ST. PAUL, Minn. -- Kirill Kaprizov will remain with the Minnesota Wild, general manager Bill Guerin all but guaranteed on Tuesday.
“My expectations are to get him signed. That’s it,” Guerin said. “I’d like to get it done as soon as I can. Obviously, everybody knows how important Kirill is to the team and to the organization and to the market. He’s a star player. So, yeah, that’s priority No. 1.”
The 28-year-old forward can become an unrestricted free agent after next season, when the five-year, $45 million contract ($9 million average annual value) he signed Sept. 21, 2021, ends.
Kaprizov can sign an eight-year contract with Minnesota as early as July 1. If he signs after July 1, 2026, he can only get a seven-year deal.
On Oct. 1, owner Craig Leipold said: “We plan to re-sign him. I will tell you nobody will offer more money than us, or longer (years). So, all we have to do is prove to him that we want to win."
Guerin doubled down on that sentiment Tuesday.
“Nobody can offer him more than we can. What Craig said [in the preseason] is true. It’s true,” Guerin said. “I’ll just say that I’m very confident we’re going to get a deal done with Kirill. I think he really loves this market and this team. I think he feels that we're going in the right direction. He’s got a good relationship with [coach] John [Hynes]. He’s got a good relationship with me, and it’s just a matter of working through it.”
Kaprizov was having a career year, with 50 points (23 goals, 27 assists) in 34 games, before he sustained a lower-body injury late in December that forced him to miss a month. He then returned for three games before undergoing surgery in late January.
The original timeline for Kaprizov following the surgery was that he would be out a minimum of four weeks, but he didn't return until April 9, when there were four games remaining in the regular season.
“It’s tough because you feel so good early season, all 40 games, how many I play, [34], I don’t know. Feel so good and then it’s surgery coming,” Kaprizov said. “You don’t play like three months. ... It’s just a little bit mental, too, a little bit tough because you’re always without team. You’re alone. You’re home. You’re staying here, no travels, just do your stuff every day in the gym and stuff like this. It’s a tough year but something happened. It is what I can do nothing with this.”
Kaprizov led the team with a plus-19 rating and finished second in goals (25) and third in points (56) despite playing 41 games.
The Wild, who finished fourth in the Central Division (45-30-7), qualified for the Stanley Cup Playoffs as the first wild card from the Western Conference. They lost in six games to the Vegas Golden Knights in the first round, when Kaprizov led the team with nine points (five goals, four assists).
Selected by Minnesota in the fifth round (No. 135) in the 2015 NHL Draft, Kaprizov has led the Wild in points in four of his five NHL seasons and won the Calder Trophy as NHL rookie of the year in 2020-21. He has 386 points (15th in the NHL), and 185 goals (tied for eighth) in 319 games since entering the League.
“I love everything here,” he said before adding, in regards to signing an extension with the Wild, it “should be all good.
“It’s always, every time about winning.

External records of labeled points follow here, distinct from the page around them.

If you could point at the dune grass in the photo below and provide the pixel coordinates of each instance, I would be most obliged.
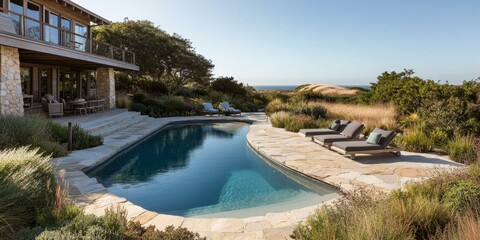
(444, 207)
(28, 187)
(371, 116)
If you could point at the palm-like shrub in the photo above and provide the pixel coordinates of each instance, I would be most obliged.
(462, 149)
(27, 187)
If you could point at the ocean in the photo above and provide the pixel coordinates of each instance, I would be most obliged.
(292, 87)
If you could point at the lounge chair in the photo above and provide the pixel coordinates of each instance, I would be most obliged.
(368, 147)
(336, 127)
(208, 109)
(350, 132)
(229, 110)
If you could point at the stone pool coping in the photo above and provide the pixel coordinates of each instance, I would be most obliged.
(286, 149)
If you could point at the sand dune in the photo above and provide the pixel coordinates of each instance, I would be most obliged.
(329, 89)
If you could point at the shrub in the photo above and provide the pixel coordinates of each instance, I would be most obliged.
(371, 116)
(80, 138)
(422, 215)
(139, 97)
(415, 140)
(298, 122)
(462, 149)
(274, 106)
(314, 110)
(138, 107)
(72, 223)
(463, 195)
(33, 131)
(28, 187)
(465, 227)
(280, 119)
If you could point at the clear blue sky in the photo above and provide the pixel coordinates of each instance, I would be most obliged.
(279, 42)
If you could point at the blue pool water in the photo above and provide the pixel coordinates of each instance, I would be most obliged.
(206, 170)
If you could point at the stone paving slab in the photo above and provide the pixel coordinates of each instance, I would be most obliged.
(288, 149)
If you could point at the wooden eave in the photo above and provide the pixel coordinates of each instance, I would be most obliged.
(43, 53)
(75, 7)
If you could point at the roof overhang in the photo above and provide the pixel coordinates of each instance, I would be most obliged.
(43, 53)
(75, 7)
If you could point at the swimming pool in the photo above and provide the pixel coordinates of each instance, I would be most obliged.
(206, 170)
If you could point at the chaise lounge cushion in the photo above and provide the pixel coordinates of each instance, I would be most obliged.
(353, 129)
(330, 138)
(374, 138)
(343, 125)
(309, 132)
(387, 136)
(356, 146)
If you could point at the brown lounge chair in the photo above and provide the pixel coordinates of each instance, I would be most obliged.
(350, 132)
(363, 147)
(336, 127)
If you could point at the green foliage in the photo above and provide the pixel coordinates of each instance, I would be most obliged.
(165, 106)
(415, 140)
(463, 195)
(39, 132)
(80, 138)
(314, 110)
(169, 60)
(33, 131)
(28, 187)
(280, 119)
(293, 123)
(138, 107)
(72, 223)
(301, 121)
(462, 149)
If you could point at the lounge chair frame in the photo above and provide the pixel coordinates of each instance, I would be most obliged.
(395, 150)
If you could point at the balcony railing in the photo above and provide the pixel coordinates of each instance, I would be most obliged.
(36, 30)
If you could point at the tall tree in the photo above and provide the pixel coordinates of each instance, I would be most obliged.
(169, 59)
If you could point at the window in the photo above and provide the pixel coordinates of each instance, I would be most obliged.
(80, 37)
(26, 79)
(66, 27)
(16, 6)
(33, 23)
(51, 32)
(45, 85)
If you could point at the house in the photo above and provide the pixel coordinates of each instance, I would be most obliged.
(46, 47)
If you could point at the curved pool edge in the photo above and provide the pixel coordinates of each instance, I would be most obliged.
(94, 198)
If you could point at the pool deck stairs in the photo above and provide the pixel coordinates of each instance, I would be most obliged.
(105, 123)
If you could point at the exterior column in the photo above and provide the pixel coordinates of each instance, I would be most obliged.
(106, 86)
(11, 97)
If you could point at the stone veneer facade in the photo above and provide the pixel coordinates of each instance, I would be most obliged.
(11, 97)
(106, 86)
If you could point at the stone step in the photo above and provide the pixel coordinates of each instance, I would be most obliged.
(120, 125)
(104, 122)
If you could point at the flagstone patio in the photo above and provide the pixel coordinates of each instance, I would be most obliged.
(121, 129)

Always everyone wants to win. Me, too. Same. I like everything here, how I say before.”
Minnesota will get NHL salary cap relief starting next season, when forward Zach Parise and defenseman Ryan Suter will each count $833,333 against the cap the next four seasons as part of their buyouts on July 13, 2021. It’s a significant drop from the combined $14.7 million cap hit this season and the large cap hits the Wild have taken since the buyouts.
Guerin said a new contract for Kaprizov will be priority No. 1 before making free agency additions as well.
“I get excited,” Guerin said. “Not that I don’t feel pressure, I do sometimes, but no, I’m more excited than anything. It’s been a long couple years, just dealing with [the Parise and Suter contracts], and honestly just hearing about it. That’s just like, ‘Oh God, all right, we don’t have to hear about it anymore,’ which is nice.
“Yeah, with that comes higher expectations, but I like high expectations. I want high expectations. I’m not doing this job to kind of sit in the corner or anything. … There’s a lot of people out there that love the Minnesota Wild and I’m trying to deliver something to them. We all are. We’re trying to deliver that to them and it’s a lot but I love it.”